I think I am stuck with the following statement that I read on the Encyclopedia of Mathematics website regarding Isotropy representations:
"If $G$ is a Lie group acting smoothly and transitively on $M$ then the tangent space $T_xM$ to a point of the manifold can be naturally identified with the space $\mathfrak{g} / \mathfrak{g}_x$ where $\mathfrak g$ and $\mathfrak g_x$ stand for the Lie algebra of $G$ respectively the isotropy subgroug $G_x$."

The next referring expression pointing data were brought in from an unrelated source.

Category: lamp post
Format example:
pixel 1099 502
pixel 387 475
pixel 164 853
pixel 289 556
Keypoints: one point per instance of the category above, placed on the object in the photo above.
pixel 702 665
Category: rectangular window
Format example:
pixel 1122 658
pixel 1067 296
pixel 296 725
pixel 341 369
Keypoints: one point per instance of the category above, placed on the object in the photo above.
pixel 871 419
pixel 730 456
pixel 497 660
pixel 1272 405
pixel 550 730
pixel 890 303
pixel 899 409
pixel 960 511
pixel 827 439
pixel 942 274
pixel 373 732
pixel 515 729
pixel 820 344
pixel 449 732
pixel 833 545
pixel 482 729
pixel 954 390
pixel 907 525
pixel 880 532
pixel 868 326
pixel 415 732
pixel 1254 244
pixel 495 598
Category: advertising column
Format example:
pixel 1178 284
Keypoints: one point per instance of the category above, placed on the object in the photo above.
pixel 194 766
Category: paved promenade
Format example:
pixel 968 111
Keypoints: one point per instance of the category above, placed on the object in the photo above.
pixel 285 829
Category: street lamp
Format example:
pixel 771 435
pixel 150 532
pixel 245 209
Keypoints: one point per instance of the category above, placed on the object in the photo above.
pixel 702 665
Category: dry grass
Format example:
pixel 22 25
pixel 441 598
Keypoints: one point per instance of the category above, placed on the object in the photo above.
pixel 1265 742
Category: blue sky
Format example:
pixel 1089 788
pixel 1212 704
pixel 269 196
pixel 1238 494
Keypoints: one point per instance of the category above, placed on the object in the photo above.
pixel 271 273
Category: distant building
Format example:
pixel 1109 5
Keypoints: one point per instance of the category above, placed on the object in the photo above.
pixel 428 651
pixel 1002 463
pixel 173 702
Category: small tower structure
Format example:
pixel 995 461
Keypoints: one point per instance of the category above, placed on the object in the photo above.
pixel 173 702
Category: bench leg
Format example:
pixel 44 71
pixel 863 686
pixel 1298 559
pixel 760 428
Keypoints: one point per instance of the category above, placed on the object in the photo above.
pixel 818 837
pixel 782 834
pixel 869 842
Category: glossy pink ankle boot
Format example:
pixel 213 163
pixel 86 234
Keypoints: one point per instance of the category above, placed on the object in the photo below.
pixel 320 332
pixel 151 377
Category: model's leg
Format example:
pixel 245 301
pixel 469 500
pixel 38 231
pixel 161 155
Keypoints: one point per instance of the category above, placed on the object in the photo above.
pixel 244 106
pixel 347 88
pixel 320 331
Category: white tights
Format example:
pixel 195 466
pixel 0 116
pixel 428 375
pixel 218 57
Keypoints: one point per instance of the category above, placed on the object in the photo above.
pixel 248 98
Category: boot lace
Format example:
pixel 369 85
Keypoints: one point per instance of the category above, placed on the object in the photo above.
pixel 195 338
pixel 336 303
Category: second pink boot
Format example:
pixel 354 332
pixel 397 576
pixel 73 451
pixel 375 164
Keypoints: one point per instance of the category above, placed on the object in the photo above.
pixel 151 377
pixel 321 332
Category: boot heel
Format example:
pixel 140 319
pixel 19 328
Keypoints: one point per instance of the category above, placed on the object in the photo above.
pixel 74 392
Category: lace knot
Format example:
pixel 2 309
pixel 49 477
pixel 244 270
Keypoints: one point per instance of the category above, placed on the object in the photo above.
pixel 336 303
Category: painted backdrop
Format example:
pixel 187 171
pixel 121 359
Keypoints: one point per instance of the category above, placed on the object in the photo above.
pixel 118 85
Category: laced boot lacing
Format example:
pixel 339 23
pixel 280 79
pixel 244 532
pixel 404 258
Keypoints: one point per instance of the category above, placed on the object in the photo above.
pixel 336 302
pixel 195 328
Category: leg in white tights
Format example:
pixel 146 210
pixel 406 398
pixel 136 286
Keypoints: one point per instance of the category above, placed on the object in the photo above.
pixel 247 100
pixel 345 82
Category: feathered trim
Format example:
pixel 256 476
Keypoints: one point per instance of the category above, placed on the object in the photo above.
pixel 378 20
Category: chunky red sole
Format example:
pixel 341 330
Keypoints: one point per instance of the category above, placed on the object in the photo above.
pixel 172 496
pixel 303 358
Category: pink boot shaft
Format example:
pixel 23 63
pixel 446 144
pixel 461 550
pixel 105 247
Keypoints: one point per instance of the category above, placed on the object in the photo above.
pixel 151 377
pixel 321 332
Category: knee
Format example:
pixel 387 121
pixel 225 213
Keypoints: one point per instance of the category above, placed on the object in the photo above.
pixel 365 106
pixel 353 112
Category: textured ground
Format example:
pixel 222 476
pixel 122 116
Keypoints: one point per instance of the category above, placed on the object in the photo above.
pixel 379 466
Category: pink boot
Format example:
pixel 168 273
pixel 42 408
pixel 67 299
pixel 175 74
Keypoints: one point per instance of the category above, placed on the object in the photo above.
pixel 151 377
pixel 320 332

Now if I let $S^1 \cong SO(2) = \left\{\left(\begin{matrix}\cos \theta & - \sin \theta& 0 \\ \sin\theta & \cos \theta & 0 \\ 0 & 0 & 1 \end{matrix}\right) \colon \theta \in \mathbb R\right\}$ act on the sphere $S^2$ via $(A,x) \mapsto Ax$ then the isotropy subgroup of the northpole $N = (0,0,1)$ is all of $S^1$, that is $\mathfrak{g}_N = \mathfrak{g}$ and so the above identification statement says that $$ T_NS^2 \cong \mathfrak{g} / \mathfrak{g} = \{e\} $$ But this cannot be true since $T_NS^2 \cong \mathbb{R}^2$ where the right hand side is a one - point set .. what am I missing ?
The hypothesis of the statement is that $G$ acts transitively on $M$, meaning that for any $p,q\in M$ there exists $g\in G$ such that $g\centerdot p=q$. In your example, $S^1$ does not act transitively on $S^2$.